To match filenames against the exclude patterns, the unix standard C library function fnmatch is used. This procesx checks the filename against the specified pattern using standard shell wildcard pattern matching. For more information, please refer to The opengroup website.

The path that is checked is the relative path under the sync root directory.

Pattern and File Match Examples:

Pattern File Matches
~$* ~$foo, ~$example.doc
fl?p flip, flap
moo/ map/moo/, moo/

The Sync Journal

The client stores the ETag number in a per-directory database, called the journal. This database is a hidden file contained in the directory to be synchronized.

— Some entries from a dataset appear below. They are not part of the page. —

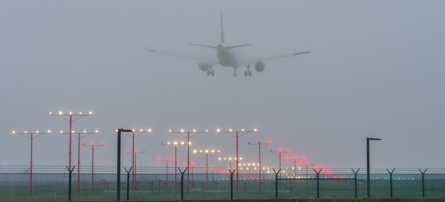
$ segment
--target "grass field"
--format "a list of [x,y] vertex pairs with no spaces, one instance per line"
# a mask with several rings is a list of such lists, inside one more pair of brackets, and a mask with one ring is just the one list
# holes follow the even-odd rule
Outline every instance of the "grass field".
[[[0,201],[66,201],[68,199],[68,175],[65,174],[35,174],[33,175],[32,197],[29,198],[28,174],[0,174]],[[209,180],[208,190],[205,183],[205,175],[195,174],[194,184],[190,179],[190,191],[186,191],[186,181],[184,181],[185,199],[230,198],[230,184],[227,175],[215,175],[214,179]],[[406,177],[405,175],[403,176]],[[396,197],[421,197],[421,177],[414,175],[416,178],[409,180],[393,180],[393,195]],[[275,177],[274,175],[271,176]],[[372,179],[371,196],[373,198],[390,197],[389,179]],[[126,182],[126,175],[122,175],[122,183]],[[209,176],[210,177],[210,176]],[[216,177],[219,177],[216,178]],[[267,176],[269,178],[270,176]],[[364,176],[362,176],[364,177]],[[383,176],[384,177],[384,176]],[[444,176],[442,176],[444,177]],[[77,175],[73,174],[72,182],[72,200],[73,201],[104,201],[116,199],[115,174],[95,174],[94,191],[91,191],[91,178],[89,174],[81,175],[80,194],[77,195]],[[181,199],[180,185],[174,190],[174,175],[170,176],[166,188],[165,174],[140,174],[139,182],[134,193],[130,185],[130,200],[145,201],[175,200]],[[393,176],[393,178],[395,178]],[[359,178],[357,177],[357,178]],[[407,178],[407,179],[408,178]],[[173,178],[173,179],[172,179]],[[244,179],[244,178],[243,178]],[[178,178],[178,182],[180,182]],[[234,181],[234,198],[267,199],[275,198],[275,180],[263,180],[262,190],[259,188],[258,180],[242,179],[239,181],[238,193],[236,193]],[[131,182],[131,179],[130,179]],[[354,182],[350,178],[319,180],[320,198],[327,196],[335,198],[353,198]],[[357,196],[366,194],[366,180],[363,184],[357,184]],[[279,181],[278,198],[306,198],[316,197],[316,180],[286,180]],[[107,189],[106,184],[108,189]],[[215,184],[216,187],[215,189]],[[121,200],[126,198],[126,183],[122,185]],[[203,187],[203,190],[202,190]],[[425,180],[425,195],[427,197],[445,197],[445,179],[427,178]]]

If the journal database is removed, the ownCloud Client CSync backend rebuilds the database by comparing the files and their modification times. This process ensures that both server and client are synchronized using the appropriate NTP time before restarting the client following a database removal.

Pressing F5 while in the Account Settings Dialog enables you to “reset” the journal. This function can be used to recreate the journal database.

Note

We recommend that you use this function only when advised to do so by ownCloud support staff.

Custom WebDAV Properties

In the communication between client and server a couple of custom WebDAV properties were introduced. They are either needed for sync functionality or help have a positive effect on synchronization performance.

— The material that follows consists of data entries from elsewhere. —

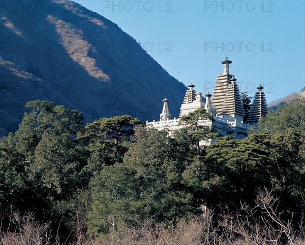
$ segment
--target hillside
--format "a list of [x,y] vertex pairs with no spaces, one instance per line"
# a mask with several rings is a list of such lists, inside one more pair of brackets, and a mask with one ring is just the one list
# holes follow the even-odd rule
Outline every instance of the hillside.
[[77,110],[86,122],[158,118],[165,97],[178,115],[184,85],[116,24],[78,4],[8,1],[0,28],[0,135],[16,130],[35,99]]
[[276,110],[279,105],[283,106],[284,104],[289,102],[291,100],[295,99],[299,99],[305,97],[305,87],[301,89],[301,91],[298,93],[291,93],[284,98],[281,98],[276,100],[273,100],[268,104],[269,110]]

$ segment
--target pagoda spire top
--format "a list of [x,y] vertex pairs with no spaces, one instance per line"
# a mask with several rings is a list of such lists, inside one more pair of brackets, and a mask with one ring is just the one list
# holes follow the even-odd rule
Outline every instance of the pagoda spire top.
[[221,61],[222,64],[224,64],[224,74],[226,74],[229,73],[229,69],[230,68],[229,64],[232,63],[232,61],[231,60],[229,60],[228,59],[228,57],[226,57],[226,59],[225,60],[223,60]]
[[261,91],[262,89],[263,89],[264,87],[260,84],[256,87],[256,88],[258,89],[258,91]]
[[191,90],[193,90],[193,88],[195,88],[195,85],[193,84],[193,83],[191,83],[191,84],[188,86]]
[[163,102],[163,110],[162,113],[160,114],[160,121],[166,121],[167,119],[170,119],[170,114],[169,114],[169,111],[168,110],[168,99],[165,98],[162,100]]

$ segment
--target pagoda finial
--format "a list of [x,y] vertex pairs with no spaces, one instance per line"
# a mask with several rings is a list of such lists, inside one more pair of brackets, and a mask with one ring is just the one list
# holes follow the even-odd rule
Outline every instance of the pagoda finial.
[[191,83],[191,84],[188,86],[188,87],[189,87],[189,88],[190,88],[190,89],[192,90],[193,90],[193,88],[195,87],[195,85],[193,84],[193,83]]
[[229,64],[231,64],[231,63],[232,61],[228,60],[227,57],[226,57],[226,59],[225,60],[221,61],[221,63],[224,64],[224,74],[229,73],[229,69],[230,68],[230,65],[229,65]]
[[264,88],[264,87],[260,84],[256,87],[256,88],[258,89],[258,91],[260,92],[262,91],[262,89]]
[[162,100],[163,102],[163,110],[162,113],[160,114],[160,121],[166,121],[167,119],[170,119],[170,114],[169,114],[169,111],[168,110],[168,99],[165,98]]

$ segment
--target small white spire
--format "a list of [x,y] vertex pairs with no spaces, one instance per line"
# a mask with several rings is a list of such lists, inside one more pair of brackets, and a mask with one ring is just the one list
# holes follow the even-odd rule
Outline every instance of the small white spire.
[[221,61],[222,64],[224,64],[224,73],[223,74],[227,74],[229,73],[229,69],[230,69],[230,65],[229,64],[231,64],[232,61],[228,60],[228,57],[226,57],[225,60]]
[[170,119],[170,114],[168,110],[168,99],[165,98],[162,100],[163,102],[163,110],[162,113],[160,114],[160,121],[166,121],[168,119]]

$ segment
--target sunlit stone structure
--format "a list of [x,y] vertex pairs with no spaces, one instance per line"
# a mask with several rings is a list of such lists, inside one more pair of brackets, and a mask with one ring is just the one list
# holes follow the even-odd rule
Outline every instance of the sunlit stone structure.
[[255,92],[248,119],[248,123],[254,125],[257,125],[258,120],[261,117],[267,115],[268,110],[265,93],[262,91],[264,87],[260,84],[257,88],[258,91]]
[[160,114],[160,120],[146,121],[147,126],[158,130],[167,129],[170,134],[183,127],[179,124],[181,116],[187,115],[199,108],[204,108],[208,113],[214,116],[215,121],[199,120],[199,125],[213,127],[225,136],[231,135],[235,138],[247,137],[250,125],[256,125],[258,119],[267,114],[266,98],[262,91],[263,88],[260,85],[257,87],[259,91],[255,94],[253,106],[249,117],[250,123],[244,123],[242,120],[245,111],[236,79],[234,75],[229,73],[229,65],[232,61],[227,58],[221,63],[224,64],[223,73],[217,76],[213,94],[208,92],[205,94],[205,103],[203,102],[202,93],[197,92],[194,89],[195,85],[191,84],[186,92],[178,118],[171,119],[168,100],[165,98],[162,100],[163,110]]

This chapter describes additional xml elements which the server returns in response to a successful PROPFIND request on a file or directory. The elements are returned in the namespace oc.

Server Side Permissions

The XML element <oc:permissions> represents the permission- and sharing state of the item. It is a list of characters, and each of the chars has a meaning as outlined in the table below:

Code Resource Description
S File or Folder is shared
R File or Folder can share (includes reshare)
M File or Folder is mounted (like on DropBox, Samba, etc.)
W File can write file
C Folder can create file in folder
K Folder can create folder (mkdir)
D File or Folder can delete file or folder
N File or Folder can rename file or folder
V File or Folder can move file or folder

Example:

<oc:permissions>RDNVCK</oc:permissions>

File- or Directory Size

The XML element <oc:size> represents the file- or directory size in bytes. For directories, the size of the whole file tree underneath the directory is accumulated.

Example:

<oc:size>2429176697</oc:size>

FileID

The XML element <oc:id> represents the so called file ID. It is a non volatile string id that stays constant as long as the file exists. It is not changed if the file changes or is renamed or moved.